63. ＬＲＰ６に結合し、Ｗｎｔ３及びＷｎｔ３ａからなる群から選択されるＷｎｔアイソフォームにより誘導されるシグナル伝達を阻害し、かつＷｎｔ１、Ｗｎｔ２、Ｗｎｔ２ｂ、Ｗｎｔ６、Ｗｎｔ８ａ、Ｗｎｔ９ａ、Ｗｎｔ９ｂ、及びＷｎｔ１０ｂからなる群から選択されたＷｎｔアイソフォームにより誘導されるシグナル伝達を阻害する単離された二重特異性抗体。
64. 抗体が、Ｗｎｔ４、Ｗｎｔ７ａ、Ｗｎｔ７ｂ、及びＷｎｔ１０ａからなる群から選択されるＷｎｔアイソフォームにより誘導されるシグナル伝達を阻害する、請求項６２に記載の二重特異性抗体。
65. ＬＲＰ６への結合について、請求項３７から６４の何れか一項に記載の二重特異性抗体と競合する抗体。
66. 請求項３７から６４の何れか一項に記載の二重特異性抗体と同じ２つのエピトープに結合する抗体。
67. ２つのエピトープの一つが、ＬＲＰ６のＲ２８、Ｅ５１、Ｄ５２、Ｖ７０、Ｓ７１、Ｅ７３、Ｌ９５、Ｓ９６、Ｄ９８、Ｅ１１５、Ｒ１４１、及びＮ１８５を含む、請求項６６に記載の抗体。

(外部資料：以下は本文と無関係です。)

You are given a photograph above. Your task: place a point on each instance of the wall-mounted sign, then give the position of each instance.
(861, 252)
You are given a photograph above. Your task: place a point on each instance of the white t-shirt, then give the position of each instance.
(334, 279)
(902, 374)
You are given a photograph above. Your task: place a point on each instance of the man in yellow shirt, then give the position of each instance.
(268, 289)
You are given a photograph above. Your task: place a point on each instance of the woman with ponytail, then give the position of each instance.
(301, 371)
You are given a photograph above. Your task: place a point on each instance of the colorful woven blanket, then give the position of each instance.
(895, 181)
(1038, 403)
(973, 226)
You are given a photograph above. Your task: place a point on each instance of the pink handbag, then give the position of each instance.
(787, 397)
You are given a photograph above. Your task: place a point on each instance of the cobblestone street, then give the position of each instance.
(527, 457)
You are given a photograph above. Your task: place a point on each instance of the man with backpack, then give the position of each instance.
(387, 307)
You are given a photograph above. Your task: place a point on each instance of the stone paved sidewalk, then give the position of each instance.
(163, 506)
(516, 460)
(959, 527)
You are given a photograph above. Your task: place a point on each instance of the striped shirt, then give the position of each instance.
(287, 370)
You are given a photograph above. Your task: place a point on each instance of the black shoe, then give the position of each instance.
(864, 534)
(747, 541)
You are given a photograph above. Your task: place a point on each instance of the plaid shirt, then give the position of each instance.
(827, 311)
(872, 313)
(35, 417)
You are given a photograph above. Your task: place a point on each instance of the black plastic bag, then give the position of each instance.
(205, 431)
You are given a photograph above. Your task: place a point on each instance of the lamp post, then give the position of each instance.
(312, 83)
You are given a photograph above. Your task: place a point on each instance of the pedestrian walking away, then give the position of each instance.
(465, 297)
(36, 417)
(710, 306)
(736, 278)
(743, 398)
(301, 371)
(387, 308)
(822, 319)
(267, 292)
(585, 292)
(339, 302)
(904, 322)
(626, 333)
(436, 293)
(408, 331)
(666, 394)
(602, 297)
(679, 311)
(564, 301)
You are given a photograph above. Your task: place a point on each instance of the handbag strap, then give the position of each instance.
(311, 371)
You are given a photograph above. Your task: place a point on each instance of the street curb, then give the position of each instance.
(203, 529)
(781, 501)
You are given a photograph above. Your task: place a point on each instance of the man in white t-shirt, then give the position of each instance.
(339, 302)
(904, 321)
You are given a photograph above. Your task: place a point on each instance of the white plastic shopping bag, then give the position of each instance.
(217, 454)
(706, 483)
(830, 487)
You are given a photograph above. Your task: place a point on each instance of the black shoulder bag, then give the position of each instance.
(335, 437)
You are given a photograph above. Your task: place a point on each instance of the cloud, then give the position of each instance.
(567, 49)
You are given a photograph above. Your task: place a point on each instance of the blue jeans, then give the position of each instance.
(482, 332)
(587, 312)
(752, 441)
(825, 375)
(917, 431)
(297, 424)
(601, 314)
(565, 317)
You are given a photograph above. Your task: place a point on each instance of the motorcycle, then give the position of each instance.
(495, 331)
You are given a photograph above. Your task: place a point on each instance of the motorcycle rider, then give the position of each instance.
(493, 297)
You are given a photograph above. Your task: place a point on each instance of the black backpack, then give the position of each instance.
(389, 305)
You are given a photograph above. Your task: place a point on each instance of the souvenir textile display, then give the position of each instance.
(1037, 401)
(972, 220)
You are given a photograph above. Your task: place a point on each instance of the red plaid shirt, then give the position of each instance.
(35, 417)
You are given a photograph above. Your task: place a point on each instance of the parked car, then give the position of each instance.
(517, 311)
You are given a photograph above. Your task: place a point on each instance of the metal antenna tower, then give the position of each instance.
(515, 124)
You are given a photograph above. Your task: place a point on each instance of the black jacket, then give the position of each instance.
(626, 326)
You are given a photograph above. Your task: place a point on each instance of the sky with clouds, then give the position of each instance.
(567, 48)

68. ２つのエピトープの一つが、ＬＲＰ６のＲ２８、Ｅ５１、Ｄ５２、Ｖ７０、Ｓ７１、Ｅ７３、Ｌ９５、Ｓ９６、Ｄ９８、Ｅ１１５、Ｒ１４１、Ｎ１８５、Ｒ２９、Ｗ１８８、Ｋ２０２、Ｐ２２５、Ｈ２２６、Ｓ２４３、及びＦ２６６を含む、請求項６７に記載の抗体。
69. 請求項１から１４又は３１から６８の何れか一項に記載のＬＲＰ６抗体又は二重特異性抗体をコードする単離された核酸。
70. 請求項６９に記載の核酸を含む宿主細胞。
71. 請求項３１から６８の何れか一項に記載の抗体又は二重特異性抗体と薬学的に許容される担体を含有する薬学的製剤。
72. 医薬として使用される、請求項３１から６８の何れか一項に記載の抗体又は二重特異性抗体。
73. 癌の治療に使用される、請求項３１から６８の何れか一項に記載の抗体又は二重特異性抗体。
74. 医薬の製造における、請求項３１から６８の何れか一項に記載の抗体又は二重特異性抗体の使用。
75. 請求項３１から６８の何れか一項に記載の抗体又は二重特異性抗体の有効量を個体に投与することを含む、癌を有する個体を治療する方法。
76. 癌が、非小細胞肺癌、乳癌、膵臓癌、卵巣癌、腎臓癌、及び前立腺癌からなる群から選択される、請求項７５に記載の方法。